• Sonuç bulunamadı

2.2. HARPUT’UN OSMANLI HÂKİMİYETİNE GEÇİŞİ

3.1.2. Belgelerin Tasnifi

3.1.2.2. Mâli Nitelikli Belgeler

3.1.2.2.4 Bağ Satışları (bostan, bahçe, tarla v.b)

Satışlar katagorisinde yer alan bağ bahçe bostan, tarla satışları yekün olarak bu grupta yer alan satışlar içerisindeki en fazla sayıyı oluşturmaktadır. Toplam 44 adet olarak tesbit ettiğimiz bu satışlar genel mülk satışları içerisinde % 64 gibi bir rakama tekabül etmektedir. Daha önceki satışlarda görüldüğü gibi satışa konu olan mülkün ayrıntıları sicilde her bir satış için ayrı ayrı belirtilmektedir. Fiyatları etkileyen unsurlar arasında toprağın sulanabilir olması, konumu, verimliliği… v.b saymak mümkündür.

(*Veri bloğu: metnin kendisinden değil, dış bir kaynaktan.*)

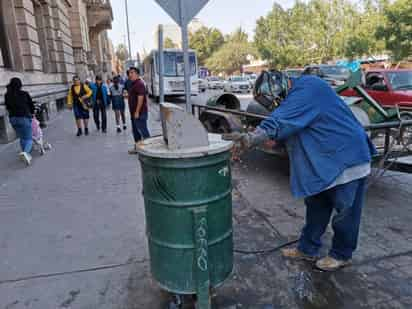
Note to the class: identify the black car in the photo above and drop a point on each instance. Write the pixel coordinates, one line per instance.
(333, 74)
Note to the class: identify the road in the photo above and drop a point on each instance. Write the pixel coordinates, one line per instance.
(72, 233)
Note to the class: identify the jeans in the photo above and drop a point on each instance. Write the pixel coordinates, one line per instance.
(22, 126)
(100, 108)
(347, 200)
(139, 127)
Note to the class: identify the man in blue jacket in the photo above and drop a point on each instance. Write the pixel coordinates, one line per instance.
(330, 156)
(101, 100)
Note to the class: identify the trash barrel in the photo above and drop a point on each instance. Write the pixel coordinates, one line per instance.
(188, 209)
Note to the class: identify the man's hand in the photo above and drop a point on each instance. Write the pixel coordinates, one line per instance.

Osmanlı şehir hayatının geneline bakıldığında ticaretin dışında burada yerleşik olarak yaşayanların ikamet ettikleri alan, genellikle şehrin hemen yakınında ve düz bir tarla üzerinde oturulacak bir ev ve önündeki düzlükte yer alan bağlık bahçelik bir üniteden ibaretti. Evin geçimini sağlamak için yetiştirilecek ürünler ev binasının bulunduğu alanın çevresindeki küçük ve zirâi tarıma müsait alanlardaki tarımsal faaliyetlerden elde edilmekteydi. Satışa veya ticarete yönelik geniş çaplı üretim ise daha çok tarlalarda yapılmaktaydı. Dolayısıyla 44 adet olarak belirlediğimiz satışlarda aynı anda bir şahsın birden fazla bağ, tarla, bağçe ve bostanının satılması yukarıda belirtilen ünitenin karmaşıklığından ileri gelmektedir.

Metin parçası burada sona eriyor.